Cualquiera diría que, siendo la justicia cosa tan extraordinaria, grave e importante, deberían ser sólo los hombres sus sujetos. Así es, en la actualidad, con sólo unas escasas excepciones.
En febrero de 1935 fue ajusticiado en Atenas un papagayo, perteneciente al propietario de uno de los restaurantes más importantes de la ciudad, que tenía la costumbre de gritar «¡Viva Venizelos!» y que no había querido o sabido callar o cambiar el nombre una vez triunfante la revolución que derribó al político heleno.
En Rusia, la GPU fusiló a unos loros que cantaban canciones capitalistas y zaristas. Sus maestros de música sufrieron la misma suerte.
Es conocida la historia actual de aquel alemán que, después de la derrota de los ejércitos hitlerianos y en los comienzos de la ocupación, hizo poner el siguiente anuncio en uno de los principales periódicos de la zona occidental:
«El doctor Otto Kraus hace saber que no responde de las ideas políticas de su papagayo».
Y no hace mucho un juez inglés sentenció a muerte a un perro por haber mordido y herido gravemente a dos niños. Como el propietario del can se resistiese a matarlo, fue detenido y juzgado por desacato al tribunal, multado, y el animal entregado a los miembros de la policía del condado para que fuese ejecutado.
Antiguamente los curiales no se contentaban solamente con hacer comparecer ante ellos a los delincuentes de dos pies, sino que encerraban en el proceso judicial a las bestias de cuatro patas.
El animal, autor de un delito, ya fuese buey, asno o caballo, era detenido, encarcelado y juzgado con todas las formalidades, y si a ello había lugar, era públicamente ejecutado, en castigo de sus fechorías. Lo mismo sucedía si el animal era asna, vaca o cerda, puesto que el bello sexo no estaba exceptuado.
El procedimiento era distinto para cada especie de animal sometido a las diligencias.
Si se trataba de un cuadrúpedo, se le emplazaba personalmente —si se me permite la palabra— y se le trasladaba ante el tribunal de lo criminal ordinario. Si eran insectos, hormigas, langostas u orugas, se procedía diferentemente, pues su número y su exigüidad los hacía incaptables.
En efecto, ¿qué podían los medios ordinarios contra las invasiones de miríadas de animalillos? Era forzoso recurrir a un poder superior y conjurar a la divinidad. El tribunal eclesiástico —es decir la curia eclesiástica— era el llamado a fallar y hacer lo necesario para exterminar tales plagas.
Para ello se excomulgaba a la plaga, pero se daba a los animales la oportunidad de defenderse.

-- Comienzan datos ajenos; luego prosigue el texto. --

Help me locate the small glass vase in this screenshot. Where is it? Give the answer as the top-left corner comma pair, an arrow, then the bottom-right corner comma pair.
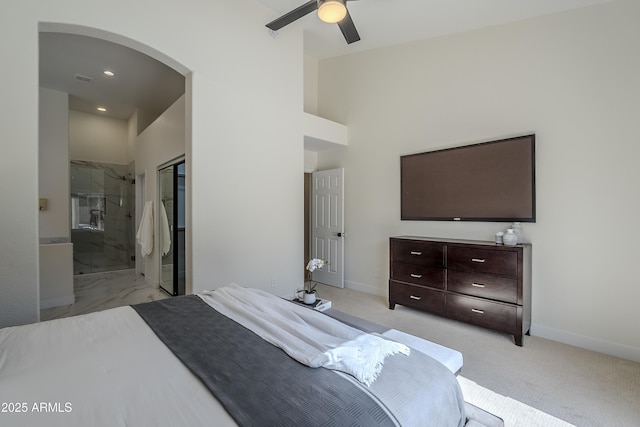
502,228 -> 518,246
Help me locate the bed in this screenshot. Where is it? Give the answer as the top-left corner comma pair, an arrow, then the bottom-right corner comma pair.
0,285 -> 500,427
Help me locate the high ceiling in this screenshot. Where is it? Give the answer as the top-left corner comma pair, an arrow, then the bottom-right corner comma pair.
258,0 -> 612,59
39,32 -> 184,120
40,0 -> 613,119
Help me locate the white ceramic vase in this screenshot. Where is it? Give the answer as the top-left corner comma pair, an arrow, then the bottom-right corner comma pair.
302,291 -> 316,304
502,228 -> 518,246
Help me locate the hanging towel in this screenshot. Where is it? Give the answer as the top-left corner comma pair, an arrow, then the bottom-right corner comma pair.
160,202 -> 171,256
136,200 -> 153,258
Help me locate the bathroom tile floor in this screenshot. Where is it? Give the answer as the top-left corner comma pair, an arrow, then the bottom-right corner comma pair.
40,269 -> 169,320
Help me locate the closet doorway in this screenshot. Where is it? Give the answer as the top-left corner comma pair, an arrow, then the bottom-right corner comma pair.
157,158 -> 186,296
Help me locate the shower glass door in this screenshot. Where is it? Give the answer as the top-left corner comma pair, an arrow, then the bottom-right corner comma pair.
158,160 -> 186,295
70,160 -> 135,274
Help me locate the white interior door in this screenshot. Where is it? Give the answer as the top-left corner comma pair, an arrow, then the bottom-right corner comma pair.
311,169 -> 344,288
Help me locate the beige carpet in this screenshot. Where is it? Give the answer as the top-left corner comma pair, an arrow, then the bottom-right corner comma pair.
458,376 -> 573,427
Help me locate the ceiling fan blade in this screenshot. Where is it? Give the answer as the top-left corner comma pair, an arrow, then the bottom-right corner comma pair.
338,10 -> 360,44
266,0 -> 318,31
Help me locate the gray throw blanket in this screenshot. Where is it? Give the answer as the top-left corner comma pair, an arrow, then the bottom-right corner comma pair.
132,295 -> 398,427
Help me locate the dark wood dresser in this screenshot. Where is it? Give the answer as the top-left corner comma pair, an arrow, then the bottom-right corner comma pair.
389,236 -> 531,346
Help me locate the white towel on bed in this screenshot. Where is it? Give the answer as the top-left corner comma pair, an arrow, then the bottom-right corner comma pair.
199,284 -> 410,386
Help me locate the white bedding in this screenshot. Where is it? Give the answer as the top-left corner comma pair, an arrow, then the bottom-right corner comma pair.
199,284 -> 410,386
0,307 -> 236,427
0,294 -> 468,427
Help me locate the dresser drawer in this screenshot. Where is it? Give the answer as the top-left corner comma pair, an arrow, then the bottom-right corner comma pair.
391,262 -> 445,289
447,270 -> 518,304
389,281 -> 445,314
447,294 -> 518,333
447,246 -> 518,277
391,240 -> 444,267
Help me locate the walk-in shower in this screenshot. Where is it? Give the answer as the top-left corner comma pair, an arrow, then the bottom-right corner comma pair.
71,160 -> 135,274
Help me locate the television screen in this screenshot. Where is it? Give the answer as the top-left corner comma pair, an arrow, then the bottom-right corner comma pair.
400,135 -> 536,222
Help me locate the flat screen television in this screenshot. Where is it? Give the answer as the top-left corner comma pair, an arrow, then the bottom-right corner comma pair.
400,135 -> 536,222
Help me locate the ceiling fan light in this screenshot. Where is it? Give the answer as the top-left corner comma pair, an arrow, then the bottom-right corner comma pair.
318,0 -> 347,24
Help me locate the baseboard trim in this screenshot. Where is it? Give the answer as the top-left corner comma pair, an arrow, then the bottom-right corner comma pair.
40,294 -> 76,310
531,323 -> 640,362
144,275 -> 160,288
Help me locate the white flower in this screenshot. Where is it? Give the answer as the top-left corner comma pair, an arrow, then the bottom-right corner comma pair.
307,258 -> 327,273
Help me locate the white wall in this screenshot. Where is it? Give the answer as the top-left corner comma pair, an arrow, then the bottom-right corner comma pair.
38,88 -> 69,239
304,55 -> 318,114
318,0 -> 640,361
69,110 -> 131,165
0,0 -> 304,327
135,95 -> 186,286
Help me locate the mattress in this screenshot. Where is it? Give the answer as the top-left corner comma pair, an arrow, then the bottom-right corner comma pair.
0,290 -> 470,427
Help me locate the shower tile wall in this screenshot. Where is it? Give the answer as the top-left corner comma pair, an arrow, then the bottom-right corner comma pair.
71,160 -> 135,274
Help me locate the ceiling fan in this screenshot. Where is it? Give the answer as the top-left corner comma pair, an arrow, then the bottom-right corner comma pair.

Las poblaciones que tenían que quejarse de los daños causados por los insectos nombraban un agente para que los representase ante los tribunales. Seguidamente dirigían a los jueces eclesiásticos un escrito que contenía la designación de los lugares invadidos, especificando la naturaleza de los daños causados, describiendo con precisión la forma y color de los animales culpables. Esta descripción tenía que ser escrita, para que nadie pudiera sufrir error.
El juez ordenaba entonces la comparecencia de los animales devastadores y enviaba a los sitios ocupados por los insectos a un alguacil que les ordenaba comparecer en el día y hora señalados ante el magistrado con el fin de oír la condena de desalojar, en breve plazo, los parajes usurpados, bajo las penas que en derecho incurrían.
Los depredadores de cosechas seguían sordos, como ya se comprende, a estas órdenes y llegado el día del juicio se esperaba en vano su entrada en la sala de audiencia. Pero como todo sucedía dentro de las normas establecidas, se renovaba hasta tres veces el señalamiento, conformándose en esto a la práctica de los tribunales que no declaran la rebeldía sino después de tres citaciones regulares.
Los demandados seguían sin presentarse. Desde aquel momento se nombraba un curador para los bichos, un defensor de oficio, quien juraba cumplir sus funciones «con celo y propiedad» adjuntándole ordinariamente un abogado.
En estas clases de asuntos se ponían en juego todos los resortes de la controversia y de la discusión: sobreseimientos, excepciones dilatorias, prórrogas, vicios de nulidad, todo se invocaba, conforme a las leyes de un procedimiento excesivamente formulista.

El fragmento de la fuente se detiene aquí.